Interestingly the study showed a much lower level of personally identifiable information (i.e. not specifically health or finance related) generally available through file sharing than some other studies (between 7 and 11 per cent, as against previous studies reporting 49% and 61%). The researchers suggest that the previous studies, which you can be sure whipped up a media storm all of their own, used targetted searches and thus excluded a large chunk of available files, and also didn't actually examine the files for personally identifiable information but used the filename to decide if it might contain any!
None of the nuance or emphasis of the original study paper is present in the media representation of the study. Even when the researchers gave quotes to the newspapers such as "I think it's important for the public to be aware of the risks of running those programs" (i.e. it is the public - not doctors per se - who are running the file sharing software) that still did not blunt the media's presentation of this story as being about reckless physicians rather than reckless patients.
Turning the scary percentages into raw numbers suggests that the researches looked at files being shared by approximately 1,600 computers, and found personal health information on maybe eight of them. Is that bad? Yes. But is it evidence that the healthcare community are wilfully exposing your prescriptions to the warez fraternity? No. Probably not.
Turning to minor issues of fact, Healthcare IT News told their readers that "Researchers used popular file sharing software such as Limewire, BitTorrent and Kazaa to gain access to documents they downloaded from a representative sample of IP addresses" - whereas the researchers made clear that they had explicitly chosen not to study the use or misuse of BitTorrent clients. Oddly, this didn't stop the Montreal Gazetter from choosing the makers of BitTorrent to be their 'industry spokesperson' for responding to the study.
Interestingly, the study authors agreed a 'special protocol' such that if there were any cases discovered of "disclosure of particularly sensitive personal information or personal health information for a large number of individuals, then they would be reported to the appropriate privacy commissioner". They do not comment on whether this protocol had to be activated at any time during the study.

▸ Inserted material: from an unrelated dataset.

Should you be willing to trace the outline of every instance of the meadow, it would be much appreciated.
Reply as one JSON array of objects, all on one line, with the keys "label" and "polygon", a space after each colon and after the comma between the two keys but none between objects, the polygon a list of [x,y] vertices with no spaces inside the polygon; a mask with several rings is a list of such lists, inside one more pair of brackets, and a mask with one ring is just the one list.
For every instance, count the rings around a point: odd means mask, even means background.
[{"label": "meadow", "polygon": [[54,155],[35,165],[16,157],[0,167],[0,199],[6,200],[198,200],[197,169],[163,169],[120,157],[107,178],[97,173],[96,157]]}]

Does any of this matter? As we grapple in the UK with the task of converting our health information systems from manual and paper records to electronic ones, the spectre of 'breaches of confidentiality' will only grow. Likewise, with the Government and Opposition both seemingly intent on demonising anyone who uses file-sharing software of any kind, such "Limewire ate my babies" stories are likely to become commonplace. Of course there are risks in using such technology, but the benefits of electronic health records in terms of improved healthcare and high quality translational research are potentially dramatic. If we allow the media to sensationalise and misrepresent the risks, there is a real chance that benefits will be lost and medical informatics will be set back by decades all because journalists either cannot or will not report the actual evidence being presented to them.